Erdoğan Konuşuyor, Zamlar Gelmeye Devam Ediyor

Yeni yıla zamlarla girdik. Elektrikten, doğalgaza, ulaşıma, köprü ve otoyol geçişlerine ve türlü çeşitli vergilere zamlar yapıldı. Özellikle elektrik ve doğalgaz zamları her türlü üretimin maliyetini arttırıp gıda gibi önemli kalemlerde de daha çok zamma yol açacak. Bugün ayrıca enflasyon oranları da açıklandı. TÜİK bile oranı yüzde 36 olarak verdi, bağımsız ekonomistlerin olduğu ENAG ise yüzde 82 ölçtüklerini açıkladı.

Bu zamlar açıklanırken Erdoğan sosyal medya üzerinden onlarca paylaşımla ekonomideki iyi gidişatı anlatıyordu.
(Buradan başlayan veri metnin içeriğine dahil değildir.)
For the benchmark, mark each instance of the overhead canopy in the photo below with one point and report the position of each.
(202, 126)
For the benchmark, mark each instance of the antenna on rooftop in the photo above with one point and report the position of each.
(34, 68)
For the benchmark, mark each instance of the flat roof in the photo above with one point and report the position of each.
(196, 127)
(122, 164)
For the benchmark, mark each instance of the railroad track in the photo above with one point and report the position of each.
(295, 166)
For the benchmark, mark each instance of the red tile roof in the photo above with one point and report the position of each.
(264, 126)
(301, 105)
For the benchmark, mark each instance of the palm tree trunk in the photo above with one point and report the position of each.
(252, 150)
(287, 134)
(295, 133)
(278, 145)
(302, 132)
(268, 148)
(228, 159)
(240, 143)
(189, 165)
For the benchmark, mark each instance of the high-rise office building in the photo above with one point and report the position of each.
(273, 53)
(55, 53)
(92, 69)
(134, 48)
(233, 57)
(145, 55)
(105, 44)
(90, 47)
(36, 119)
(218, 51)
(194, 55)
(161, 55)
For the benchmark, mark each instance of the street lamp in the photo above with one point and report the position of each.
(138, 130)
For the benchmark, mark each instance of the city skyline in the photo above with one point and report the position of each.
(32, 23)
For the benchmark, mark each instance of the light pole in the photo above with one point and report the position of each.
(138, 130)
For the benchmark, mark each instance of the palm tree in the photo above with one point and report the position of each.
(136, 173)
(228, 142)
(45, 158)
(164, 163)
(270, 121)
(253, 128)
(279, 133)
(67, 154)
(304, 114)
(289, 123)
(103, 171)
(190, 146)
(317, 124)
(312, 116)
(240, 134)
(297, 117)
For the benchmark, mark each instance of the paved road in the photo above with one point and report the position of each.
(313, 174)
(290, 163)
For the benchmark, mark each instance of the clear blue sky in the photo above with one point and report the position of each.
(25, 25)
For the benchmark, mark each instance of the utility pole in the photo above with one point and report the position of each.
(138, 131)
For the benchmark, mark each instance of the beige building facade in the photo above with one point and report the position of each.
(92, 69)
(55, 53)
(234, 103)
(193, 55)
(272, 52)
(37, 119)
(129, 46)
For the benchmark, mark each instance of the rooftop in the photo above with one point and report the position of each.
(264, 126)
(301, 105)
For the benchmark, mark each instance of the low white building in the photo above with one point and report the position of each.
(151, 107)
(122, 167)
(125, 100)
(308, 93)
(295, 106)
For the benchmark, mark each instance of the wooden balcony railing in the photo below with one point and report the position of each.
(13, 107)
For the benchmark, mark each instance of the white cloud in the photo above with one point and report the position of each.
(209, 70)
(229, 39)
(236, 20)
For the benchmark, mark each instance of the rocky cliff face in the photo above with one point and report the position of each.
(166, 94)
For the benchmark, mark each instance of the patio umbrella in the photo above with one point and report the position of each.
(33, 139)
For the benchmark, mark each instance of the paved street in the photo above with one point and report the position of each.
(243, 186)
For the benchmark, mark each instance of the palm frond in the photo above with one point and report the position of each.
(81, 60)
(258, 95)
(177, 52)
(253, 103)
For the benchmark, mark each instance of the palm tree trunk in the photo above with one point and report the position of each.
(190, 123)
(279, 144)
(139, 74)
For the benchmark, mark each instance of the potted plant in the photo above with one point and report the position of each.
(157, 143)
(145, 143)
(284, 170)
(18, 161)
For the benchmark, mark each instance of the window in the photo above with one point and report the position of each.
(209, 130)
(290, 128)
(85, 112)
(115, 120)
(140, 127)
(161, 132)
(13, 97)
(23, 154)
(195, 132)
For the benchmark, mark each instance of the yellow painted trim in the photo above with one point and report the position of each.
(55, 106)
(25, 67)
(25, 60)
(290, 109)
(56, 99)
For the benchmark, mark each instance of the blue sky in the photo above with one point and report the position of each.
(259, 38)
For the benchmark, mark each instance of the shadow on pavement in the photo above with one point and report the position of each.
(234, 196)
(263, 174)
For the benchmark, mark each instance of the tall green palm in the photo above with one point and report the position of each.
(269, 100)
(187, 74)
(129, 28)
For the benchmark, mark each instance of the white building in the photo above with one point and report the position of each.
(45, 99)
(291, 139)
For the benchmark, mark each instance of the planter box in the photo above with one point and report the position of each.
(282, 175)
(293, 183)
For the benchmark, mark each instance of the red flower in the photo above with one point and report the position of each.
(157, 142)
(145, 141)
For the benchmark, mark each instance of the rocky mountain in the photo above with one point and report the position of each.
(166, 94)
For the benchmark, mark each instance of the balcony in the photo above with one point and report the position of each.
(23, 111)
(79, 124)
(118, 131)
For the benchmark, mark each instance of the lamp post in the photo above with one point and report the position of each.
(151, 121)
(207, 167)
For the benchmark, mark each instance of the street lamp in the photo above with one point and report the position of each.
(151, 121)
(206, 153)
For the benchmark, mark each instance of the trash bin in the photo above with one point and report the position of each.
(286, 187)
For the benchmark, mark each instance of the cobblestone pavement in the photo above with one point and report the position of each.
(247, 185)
Onlarca rakam, veri, görsel paylaşıldı ancak gündemin küçücük bir kısmını bile kaplayamadı. Bütün o görseller çöpe gitti. Hatta yandaşlar arasında zamların yeni yıla girdikten sonra açıklanmasının yanlışlığıyla ilgili tartışmalar da yaşandı.

Yeni yılın ilk iş günü, ekonomik krizin iktidarın iddia ettiği gibi bir gecede çözülemeyeceğini kanıtladı. 20 Aralık akşamı açıklanan yeni mevduat yöntemi, iktidara durumu erteleme fırsatı verdi. Hatta muhalefetin bile morali belli oranda bozuldu. Ancak son birkaç gündeki durum ekonomik meselelerin çözülmekten, hatta ertelenmekten bile çok uzak olduğunu gösteriyor.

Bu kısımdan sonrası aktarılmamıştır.